EDIT: My first example-operator was very poorly chosen, since every monomial would automatically be an eigenvector. I have now altered it a little to avoid this. Keep in mind this was only an example to show what type of object I am considering, and I am looking for general strategies. None the less, thanks for the quick response. 
EDIT 2: I had misread the degree of my actual operator - it is 6. 
 A: If the polynomial $P(x_1, \ldots, x_6)$ is homogeneous of degree zero (where $x_1, x_2, x_3$ are considered of degree 1 and $x_4, x_5, x_6$ of degree -1), the computation of the eigenvalues/eigenvectors reduces to linear algebra. Indeed, since the operator $P(x,y,z, \frac{\partial}{\partial x},  \frac{\partial}{\partial y},  \frac{\partial}{\partial z})$ preserves total degree, it is enough to consider each graded piece $\mathbb{C}[x,y,z]_d$ separately, and the latter are finite-dimensional vector spaces on which the operator acts linearly. Your explicit example is of this kind.

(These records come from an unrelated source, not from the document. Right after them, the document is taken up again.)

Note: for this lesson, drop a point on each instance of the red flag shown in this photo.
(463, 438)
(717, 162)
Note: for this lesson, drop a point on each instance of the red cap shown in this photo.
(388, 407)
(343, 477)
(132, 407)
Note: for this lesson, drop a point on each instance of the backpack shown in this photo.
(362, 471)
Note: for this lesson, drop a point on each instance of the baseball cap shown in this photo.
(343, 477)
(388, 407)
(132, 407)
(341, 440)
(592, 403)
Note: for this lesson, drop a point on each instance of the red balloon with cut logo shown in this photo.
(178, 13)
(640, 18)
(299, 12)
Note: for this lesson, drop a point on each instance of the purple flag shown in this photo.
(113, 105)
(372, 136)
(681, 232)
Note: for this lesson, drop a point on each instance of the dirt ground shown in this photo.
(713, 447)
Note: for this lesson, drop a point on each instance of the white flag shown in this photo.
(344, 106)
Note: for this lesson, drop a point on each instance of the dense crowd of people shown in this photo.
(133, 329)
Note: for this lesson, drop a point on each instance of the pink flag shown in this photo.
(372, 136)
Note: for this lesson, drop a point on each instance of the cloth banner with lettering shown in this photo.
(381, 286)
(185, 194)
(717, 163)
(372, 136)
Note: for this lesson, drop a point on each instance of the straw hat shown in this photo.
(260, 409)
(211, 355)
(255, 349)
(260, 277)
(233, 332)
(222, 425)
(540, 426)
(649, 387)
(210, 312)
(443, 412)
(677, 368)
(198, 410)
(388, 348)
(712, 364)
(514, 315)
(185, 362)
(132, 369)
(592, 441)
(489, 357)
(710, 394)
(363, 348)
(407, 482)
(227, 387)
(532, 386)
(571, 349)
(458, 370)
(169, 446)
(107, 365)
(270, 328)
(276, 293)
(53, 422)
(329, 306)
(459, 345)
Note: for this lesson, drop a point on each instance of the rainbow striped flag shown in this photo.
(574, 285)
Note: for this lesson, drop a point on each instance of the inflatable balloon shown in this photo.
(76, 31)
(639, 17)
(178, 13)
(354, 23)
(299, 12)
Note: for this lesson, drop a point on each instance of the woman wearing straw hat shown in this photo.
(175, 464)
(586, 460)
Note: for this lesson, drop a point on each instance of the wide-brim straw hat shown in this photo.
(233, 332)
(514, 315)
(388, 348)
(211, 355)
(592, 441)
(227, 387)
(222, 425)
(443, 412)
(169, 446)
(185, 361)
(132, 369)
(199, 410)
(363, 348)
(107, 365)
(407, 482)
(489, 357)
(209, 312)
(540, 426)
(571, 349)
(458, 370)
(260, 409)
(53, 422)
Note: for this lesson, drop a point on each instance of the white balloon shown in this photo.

If $P$ is of homogeneous of negative degree, then it can only have zero as an eigenvalue, since the associated operator is nilpotent. For $P$ of positive degree it also seems clear that the only possible is zero.
A: NB: This answers an old version of the question...
The differential operator in your example is very, very special: each monomial in $x$, $y$ and $z$ is an eigenvector, so it is in fact diagonalizes is the basis of monomials of $k[x,y,z]$!